Во-первых, Мединский не захватчик. Во-вторых, в моем разговоре с Мединским, если вы внимательно его послушаете или прочтете стенограмму, все сказано. Понимаете, сказано обо всех несогласиях, обо всех принципиальных расхождениях. И это, безусловно, сделано в вежливой форме, потому что я не сторонник стилистики рэп-баттлов в публичных дискуссиях. Но ни о каком коллаборационизме здесь не может быть и речи, потому что это не сотрудничество, это разговор. И все-таки остерегитесь пока еще российскую власть записывать в захватчики. Как метафора, скажем, в романе «ЖД» это может действовать, но в реальности это далеко не так.

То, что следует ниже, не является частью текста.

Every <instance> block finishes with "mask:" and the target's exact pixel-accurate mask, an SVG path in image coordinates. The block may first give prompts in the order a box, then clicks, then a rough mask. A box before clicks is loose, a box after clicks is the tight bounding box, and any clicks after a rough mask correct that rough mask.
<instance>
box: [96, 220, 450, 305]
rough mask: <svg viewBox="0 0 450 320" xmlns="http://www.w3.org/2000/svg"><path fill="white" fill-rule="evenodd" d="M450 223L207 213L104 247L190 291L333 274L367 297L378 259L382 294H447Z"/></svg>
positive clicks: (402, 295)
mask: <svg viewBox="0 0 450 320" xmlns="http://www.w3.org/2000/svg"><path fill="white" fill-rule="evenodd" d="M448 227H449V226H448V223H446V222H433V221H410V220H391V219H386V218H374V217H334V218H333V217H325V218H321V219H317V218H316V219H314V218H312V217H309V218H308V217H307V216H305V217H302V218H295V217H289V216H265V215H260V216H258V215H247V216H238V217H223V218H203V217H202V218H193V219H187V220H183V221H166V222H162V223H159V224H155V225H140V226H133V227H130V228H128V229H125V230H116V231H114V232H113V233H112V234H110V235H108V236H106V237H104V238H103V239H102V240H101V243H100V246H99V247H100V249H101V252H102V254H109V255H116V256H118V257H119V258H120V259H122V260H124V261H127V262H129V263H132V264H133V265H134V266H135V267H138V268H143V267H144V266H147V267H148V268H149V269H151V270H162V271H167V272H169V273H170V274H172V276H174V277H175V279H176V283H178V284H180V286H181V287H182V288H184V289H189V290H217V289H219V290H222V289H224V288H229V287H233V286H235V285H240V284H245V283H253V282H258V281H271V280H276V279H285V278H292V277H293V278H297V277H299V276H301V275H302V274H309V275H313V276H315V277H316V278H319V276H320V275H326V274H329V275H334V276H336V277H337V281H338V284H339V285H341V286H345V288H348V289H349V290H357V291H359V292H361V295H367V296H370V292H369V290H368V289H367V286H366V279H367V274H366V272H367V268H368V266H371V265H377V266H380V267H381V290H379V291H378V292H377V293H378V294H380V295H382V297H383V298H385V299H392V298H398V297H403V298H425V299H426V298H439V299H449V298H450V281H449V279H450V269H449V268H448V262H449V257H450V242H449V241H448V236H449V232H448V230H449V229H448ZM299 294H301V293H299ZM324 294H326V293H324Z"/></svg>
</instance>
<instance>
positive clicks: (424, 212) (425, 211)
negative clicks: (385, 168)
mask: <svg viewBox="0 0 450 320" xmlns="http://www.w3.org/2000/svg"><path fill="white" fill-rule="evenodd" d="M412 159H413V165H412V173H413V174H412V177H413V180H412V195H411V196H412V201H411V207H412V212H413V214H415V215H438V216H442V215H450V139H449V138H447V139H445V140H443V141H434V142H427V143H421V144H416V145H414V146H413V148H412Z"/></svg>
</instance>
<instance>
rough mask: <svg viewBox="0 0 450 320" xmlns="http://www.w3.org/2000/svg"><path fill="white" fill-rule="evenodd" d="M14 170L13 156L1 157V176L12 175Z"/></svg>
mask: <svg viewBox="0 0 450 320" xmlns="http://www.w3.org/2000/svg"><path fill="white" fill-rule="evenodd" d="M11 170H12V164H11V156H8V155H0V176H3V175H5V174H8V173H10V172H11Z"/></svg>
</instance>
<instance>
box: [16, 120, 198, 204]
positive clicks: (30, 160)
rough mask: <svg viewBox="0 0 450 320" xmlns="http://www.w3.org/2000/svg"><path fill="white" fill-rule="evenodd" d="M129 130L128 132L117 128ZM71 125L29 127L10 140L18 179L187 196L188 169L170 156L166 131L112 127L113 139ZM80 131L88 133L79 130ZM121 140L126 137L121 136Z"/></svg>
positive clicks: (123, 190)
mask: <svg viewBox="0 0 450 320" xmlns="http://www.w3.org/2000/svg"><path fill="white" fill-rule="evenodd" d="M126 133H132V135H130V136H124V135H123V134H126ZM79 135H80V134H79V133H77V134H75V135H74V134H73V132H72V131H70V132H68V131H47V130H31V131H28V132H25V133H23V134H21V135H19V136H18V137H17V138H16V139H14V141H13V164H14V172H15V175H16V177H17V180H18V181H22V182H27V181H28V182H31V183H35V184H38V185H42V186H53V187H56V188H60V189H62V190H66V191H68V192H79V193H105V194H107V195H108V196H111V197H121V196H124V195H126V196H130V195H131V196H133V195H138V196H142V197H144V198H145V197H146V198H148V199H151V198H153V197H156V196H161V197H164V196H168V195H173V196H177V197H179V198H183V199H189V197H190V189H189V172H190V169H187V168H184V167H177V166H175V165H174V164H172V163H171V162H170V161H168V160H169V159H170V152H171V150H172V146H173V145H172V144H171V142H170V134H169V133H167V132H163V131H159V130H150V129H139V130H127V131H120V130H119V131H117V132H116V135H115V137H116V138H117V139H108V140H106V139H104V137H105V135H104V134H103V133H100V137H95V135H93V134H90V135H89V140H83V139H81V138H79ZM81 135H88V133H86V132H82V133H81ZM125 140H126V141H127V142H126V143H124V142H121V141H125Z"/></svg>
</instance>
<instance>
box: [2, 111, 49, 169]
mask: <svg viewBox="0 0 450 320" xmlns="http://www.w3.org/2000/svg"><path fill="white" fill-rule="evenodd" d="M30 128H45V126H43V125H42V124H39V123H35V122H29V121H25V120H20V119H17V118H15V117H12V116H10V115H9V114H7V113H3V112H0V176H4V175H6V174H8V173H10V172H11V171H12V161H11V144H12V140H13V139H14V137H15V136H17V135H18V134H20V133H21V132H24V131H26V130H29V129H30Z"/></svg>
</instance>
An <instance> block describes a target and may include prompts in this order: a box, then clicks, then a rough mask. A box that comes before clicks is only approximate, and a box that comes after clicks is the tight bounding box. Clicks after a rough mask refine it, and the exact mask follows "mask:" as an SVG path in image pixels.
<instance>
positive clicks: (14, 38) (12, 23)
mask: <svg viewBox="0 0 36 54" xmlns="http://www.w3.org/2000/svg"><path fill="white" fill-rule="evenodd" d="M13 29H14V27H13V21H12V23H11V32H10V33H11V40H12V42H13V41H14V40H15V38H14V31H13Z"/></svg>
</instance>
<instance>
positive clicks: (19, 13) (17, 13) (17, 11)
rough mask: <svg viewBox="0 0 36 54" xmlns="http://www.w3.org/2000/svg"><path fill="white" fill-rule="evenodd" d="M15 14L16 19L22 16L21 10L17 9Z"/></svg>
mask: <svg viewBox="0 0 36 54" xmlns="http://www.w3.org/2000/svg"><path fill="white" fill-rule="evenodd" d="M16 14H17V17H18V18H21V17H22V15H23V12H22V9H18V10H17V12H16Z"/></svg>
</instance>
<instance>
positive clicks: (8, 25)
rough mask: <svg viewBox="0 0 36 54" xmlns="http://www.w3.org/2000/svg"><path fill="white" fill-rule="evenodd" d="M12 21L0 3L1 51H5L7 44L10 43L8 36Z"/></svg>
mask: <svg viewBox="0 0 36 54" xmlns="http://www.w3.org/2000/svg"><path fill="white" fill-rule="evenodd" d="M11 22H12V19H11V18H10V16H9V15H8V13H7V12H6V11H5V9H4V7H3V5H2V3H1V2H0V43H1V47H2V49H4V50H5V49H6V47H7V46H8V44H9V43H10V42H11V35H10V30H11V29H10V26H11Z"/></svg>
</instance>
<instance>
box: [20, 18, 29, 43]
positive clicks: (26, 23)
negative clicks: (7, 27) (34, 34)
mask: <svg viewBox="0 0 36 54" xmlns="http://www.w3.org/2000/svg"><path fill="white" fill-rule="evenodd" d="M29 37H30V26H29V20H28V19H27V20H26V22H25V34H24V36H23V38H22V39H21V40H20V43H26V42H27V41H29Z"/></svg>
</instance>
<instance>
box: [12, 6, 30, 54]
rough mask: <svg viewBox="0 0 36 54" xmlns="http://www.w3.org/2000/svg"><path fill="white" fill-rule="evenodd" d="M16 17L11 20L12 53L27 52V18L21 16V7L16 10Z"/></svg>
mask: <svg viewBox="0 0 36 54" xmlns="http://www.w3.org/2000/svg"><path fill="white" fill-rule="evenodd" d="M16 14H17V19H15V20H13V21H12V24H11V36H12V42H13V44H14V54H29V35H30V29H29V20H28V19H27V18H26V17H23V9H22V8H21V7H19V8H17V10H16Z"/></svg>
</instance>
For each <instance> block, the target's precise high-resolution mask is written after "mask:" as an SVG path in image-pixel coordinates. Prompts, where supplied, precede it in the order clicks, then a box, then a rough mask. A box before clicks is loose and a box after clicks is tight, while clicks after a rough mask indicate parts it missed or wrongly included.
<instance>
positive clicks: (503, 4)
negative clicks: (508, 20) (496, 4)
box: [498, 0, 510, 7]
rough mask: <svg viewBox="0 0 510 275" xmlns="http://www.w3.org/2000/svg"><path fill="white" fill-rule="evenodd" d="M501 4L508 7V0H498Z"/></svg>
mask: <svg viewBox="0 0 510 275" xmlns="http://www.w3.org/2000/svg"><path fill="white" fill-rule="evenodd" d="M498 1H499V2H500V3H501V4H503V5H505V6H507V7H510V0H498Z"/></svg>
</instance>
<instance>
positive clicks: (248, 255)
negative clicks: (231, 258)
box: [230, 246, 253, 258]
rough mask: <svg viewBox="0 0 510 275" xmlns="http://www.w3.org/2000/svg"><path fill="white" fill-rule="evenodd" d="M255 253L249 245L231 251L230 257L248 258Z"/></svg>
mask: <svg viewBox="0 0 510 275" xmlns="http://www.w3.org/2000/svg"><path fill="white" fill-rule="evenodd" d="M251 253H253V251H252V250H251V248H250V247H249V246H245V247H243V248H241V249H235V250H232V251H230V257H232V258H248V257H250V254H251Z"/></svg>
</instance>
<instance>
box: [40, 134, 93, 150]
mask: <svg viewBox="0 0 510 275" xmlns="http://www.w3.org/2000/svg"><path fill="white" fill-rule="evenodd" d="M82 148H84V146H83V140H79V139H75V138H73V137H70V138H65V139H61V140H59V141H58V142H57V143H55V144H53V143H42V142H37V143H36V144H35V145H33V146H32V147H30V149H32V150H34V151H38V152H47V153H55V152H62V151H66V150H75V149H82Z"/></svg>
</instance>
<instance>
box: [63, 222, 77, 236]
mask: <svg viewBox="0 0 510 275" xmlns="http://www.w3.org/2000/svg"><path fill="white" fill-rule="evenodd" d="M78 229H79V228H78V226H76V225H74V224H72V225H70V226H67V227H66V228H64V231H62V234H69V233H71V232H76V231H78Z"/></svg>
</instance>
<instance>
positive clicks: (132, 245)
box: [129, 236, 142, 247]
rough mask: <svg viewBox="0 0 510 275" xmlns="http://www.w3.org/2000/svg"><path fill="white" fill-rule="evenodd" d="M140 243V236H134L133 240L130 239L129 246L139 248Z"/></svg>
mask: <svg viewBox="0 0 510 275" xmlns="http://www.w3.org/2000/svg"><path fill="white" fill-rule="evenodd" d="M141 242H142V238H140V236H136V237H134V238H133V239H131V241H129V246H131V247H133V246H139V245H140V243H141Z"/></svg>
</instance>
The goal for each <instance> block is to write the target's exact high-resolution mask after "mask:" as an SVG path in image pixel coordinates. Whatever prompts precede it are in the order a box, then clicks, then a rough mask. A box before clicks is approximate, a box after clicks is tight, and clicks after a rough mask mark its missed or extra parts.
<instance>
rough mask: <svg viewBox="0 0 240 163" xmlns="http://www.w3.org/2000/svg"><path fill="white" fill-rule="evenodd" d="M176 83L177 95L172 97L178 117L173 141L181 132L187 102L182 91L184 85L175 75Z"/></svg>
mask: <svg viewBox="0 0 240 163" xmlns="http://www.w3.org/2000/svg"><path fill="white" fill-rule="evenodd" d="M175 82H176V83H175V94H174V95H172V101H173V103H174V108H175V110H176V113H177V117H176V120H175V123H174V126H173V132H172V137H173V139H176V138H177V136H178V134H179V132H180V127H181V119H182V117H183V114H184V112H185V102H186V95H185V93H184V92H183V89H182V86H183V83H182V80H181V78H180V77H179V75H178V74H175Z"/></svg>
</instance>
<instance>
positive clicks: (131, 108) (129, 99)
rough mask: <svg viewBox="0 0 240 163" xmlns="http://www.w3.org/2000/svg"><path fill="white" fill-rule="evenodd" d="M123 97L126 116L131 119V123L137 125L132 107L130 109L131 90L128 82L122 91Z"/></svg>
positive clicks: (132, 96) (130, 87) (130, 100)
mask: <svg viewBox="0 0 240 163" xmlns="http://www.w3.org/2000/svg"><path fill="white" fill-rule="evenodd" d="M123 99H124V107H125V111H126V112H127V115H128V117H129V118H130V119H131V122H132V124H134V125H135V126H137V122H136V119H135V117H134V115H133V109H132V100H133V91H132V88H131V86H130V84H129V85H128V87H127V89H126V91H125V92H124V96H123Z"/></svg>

«Вопросы о поэзии. В программе о Бальмонте сообщили удивительное: гениальный поэт отказался сотрудничать с кровавыми большевиками и умер в нищете».

Ну, как он отказался сотрудничать с большевиками? Он эмигрировал. Насчет того, что умер в нищете, тоже не совсем верно. Он умер в лечебнице для душевнобольных, у него была белая горячка. Вся эмиграция… Ну, во всяком случае острый алкогольный психоз с периодами просветления, когда он себя сознавал, но писать уже, конечно, не мог. Вся эмиграция скидывалась на Бальмонта. И помните знаменитый тезис Марины Цветаевой: «Господа, Бальмонту необходимо помочь». Все помогали. Но насчет сотрудничества с большевиками — ему собственно никто и не навязывал этого сотрудничества. Бальмонт бежал довольно быстро, довольно рано.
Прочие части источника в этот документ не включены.